For Beginners: Deserialization is the opposite of serialization - it takes the saved model data and reconstructs the model's internal state. This allows you to load a previously trained model and use it to make predictions without having to retrain it. It's like loading a saved game to continue where you left off.

GetModelMetadata()

Gets metadata about the model.

public override ModelMetadata<T> GetModelMetadata()

Returns

ModelMetadata<T>

A ModelMetadata object containing information about the model.

Remarks

This method returns metadata about the model, including its type, coefficients, principal components, number of components used, and feature importance.

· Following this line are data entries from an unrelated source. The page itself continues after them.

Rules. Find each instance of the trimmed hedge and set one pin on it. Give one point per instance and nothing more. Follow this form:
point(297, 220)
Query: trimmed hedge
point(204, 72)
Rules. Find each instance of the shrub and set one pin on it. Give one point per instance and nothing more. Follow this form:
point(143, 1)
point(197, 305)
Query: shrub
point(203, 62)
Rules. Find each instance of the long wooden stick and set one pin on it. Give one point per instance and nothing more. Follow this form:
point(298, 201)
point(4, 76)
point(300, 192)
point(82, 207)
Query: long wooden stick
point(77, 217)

For Beginners: Model metadata provides information about the model itself, rather than the predictions it makes. This includes details about how the model is configured (like how many components it uses) and information about the importance of different features. This can help you understand which input variables are most influential in making predictions.

GetModelType()

Gets the type of the model.

protected override ModelType GetModelType()

Returns

ModelType

The model type identifier for principal component regression.

Remarks

This method is used for model identification and serialization purposes.

For Beginners: This method simply returns an identifier that indicates this is a principal component regression model. It's used internally by the library to keep track of different types of models.

Predict(Matrix<T>)

Makes predictions for the given input data.

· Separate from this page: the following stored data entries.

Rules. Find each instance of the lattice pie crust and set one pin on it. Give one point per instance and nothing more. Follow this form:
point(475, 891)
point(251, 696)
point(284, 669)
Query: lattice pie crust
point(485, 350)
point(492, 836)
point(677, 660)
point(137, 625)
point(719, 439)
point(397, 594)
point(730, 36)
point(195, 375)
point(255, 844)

public override Vector<T> Predict(Matrix<T> input)

Parameters

input Matrix<T>

The input features matrix where each row is an example and each column is a feature.

Returns

Vector<T>

A vector of predicted values for each input example.

Remarks

This method scales the input data using the means and standard deviations from the training data, applies the regression coefficients, and adjusts the predictions back to the original scale.

For Beginners: After training, this method is used to make predictions on new data. It first scales your input data the same way the training data was scaled, then applies the learned model to calculate the predicted values. Finally, it transforms the predictions back to the original scale of your target variable.

Serialize()

Serializes the model to a byte array.

public override byte[] Serialize()

Returns

byte[]

A byte array containing the serialized model data.

Remarks

This method serializes the model's parameters, including base class data and PCR-specific data such as options, principal components, means, and standard deviations.

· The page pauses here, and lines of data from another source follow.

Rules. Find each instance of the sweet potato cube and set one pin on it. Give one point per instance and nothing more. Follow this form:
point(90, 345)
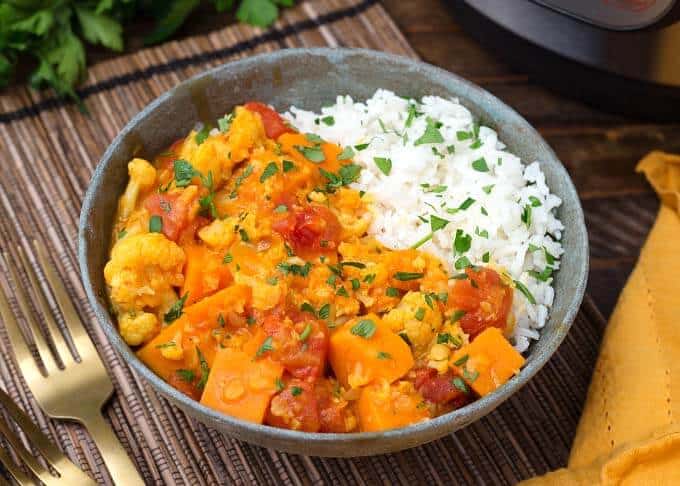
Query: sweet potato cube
point(383, 406)
point(241, 385)
point(174, 348)
point(365, 350)
point(487, 362)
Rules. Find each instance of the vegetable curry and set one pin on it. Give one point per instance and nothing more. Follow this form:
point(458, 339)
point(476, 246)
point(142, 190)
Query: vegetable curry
point(242, 271)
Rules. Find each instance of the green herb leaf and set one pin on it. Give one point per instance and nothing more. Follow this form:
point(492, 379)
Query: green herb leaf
point(480, 165)
point(269, 171)
point(385, 165)
point(365, 328)
point(431, 134)
point(347, 153)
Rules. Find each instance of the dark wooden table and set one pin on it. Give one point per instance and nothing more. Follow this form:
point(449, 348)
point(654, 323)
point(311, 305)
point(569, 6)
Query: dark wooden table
point(599, 149)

For Beginners: Serialization converts the model's internal state into a format that can be saved to disk or transmitted over a network. This allows you to save a trained model and load it later without having to retrain it. Think of it like saving your progress in a video game.

Train(Matrix<T>, Vector<T>)

Trains the principal component regression model on the provided data.

public override void Train(Matrix<T> x, Vector<T> y)

Parameters

x Matrix<T>

The input features matrix where each row is a training example and each column is a feature.

y Vector<T>

The target values vector corresponding to each training example.

Remarks

This method performs the following steps: 1. Validates the input data 2. Centers and scales the data 3. Performs principal component analysis (PCA) on the predictor variables 4. Selects the appropriate number of principal components 5. Projects the data onto the selected principal components 6. Performs linear regression on the projected data 7. Transforms the coefficients back to the original space 8. Applies regularization to the coefficients 9. Adjusts for scaling and calculates the intercept

For Beginners: Training is the process where the model learns from your data. The PCR algorithm first centers and scales your data (makes all variables have similar ranges), then finds the most important patterns (principal components) in your input features. It selects a subset of these patterns based on your settings, and uses them to build a regression model. Finally, it converts the model back to work with your original variables.